PMFs come from a variety of disciplines and graduate studies, such as master’s students, PhD recipients, and law students. In addition, the program is encouraging applicants from a wide array of backgrounds, including individuals with advanced degrees in humanities, sciences, information technology and whatever else you’ve chosen as your course of study.. Many graduates with non-traditional backgrounds have harnessed the PMF program to jump-start very successful careers of service. Much depends on current needs within the federal government from one year to the next. Understanding current events will help give you a sense of staffing trends.
Changes to future program eligibility issues will be made available on the official PMF Program website.

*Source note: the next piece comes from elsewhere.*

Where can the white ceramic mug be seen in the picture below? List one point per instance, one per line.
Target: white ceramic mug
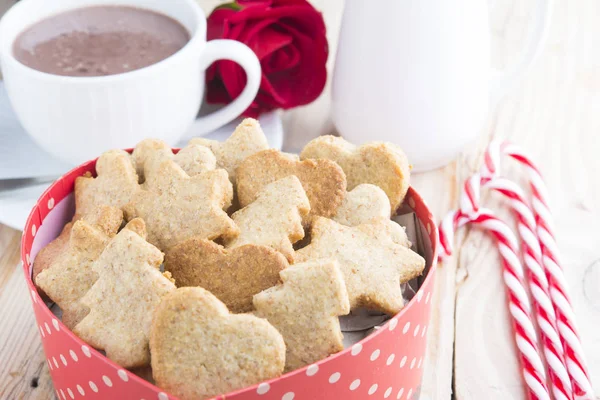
(76, 118)
(417, 73)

Traditionally, the PMF program begins to accept applications every fall. Prospective participants are notified that applications are being accepted through an announcement from USAJOBS. Head on over to USAJOBS, set up your account, and get familiar with the system if you have not already done so. It is critical that you are familiar with the application process before you begin your application to become a PMF.
Once you have filled out the online application, you will be prompted to complete an online assessment. Based on your score from the online assessment, you will be named a semi-finalist and be invited to an in-person interview. If your score is high enough in the interview, you will be named a finalist and be eligible for a PMF appointment. At that point, you will attend a job fair to meet potential agencies, and be eligible to apply for job opportunities..
Working With Your College / University Advisor
Your college and university advisors may be the best resources available to you along the process (in addition to this guide, of course!). Many university career advisors host an informational session at the beginning of each year to let students know about the PMF program and help them decide if the program is right for them. Others send out emails and direct students to materials on the internet. Find out who the career advisor for the PMF program is at your school and ask them for help in laying out a plan for your application. We’ll say it again: they will be one of the most valuable resources for you on the path to PMF.
By the start of my final year in graduate school, I decided on pursuing a career in public service and I established my own network of PMF alumni and other contacts in federal agencies. I used my school’s resources, my own connections, and professional associations. These conversations really helped my preparation.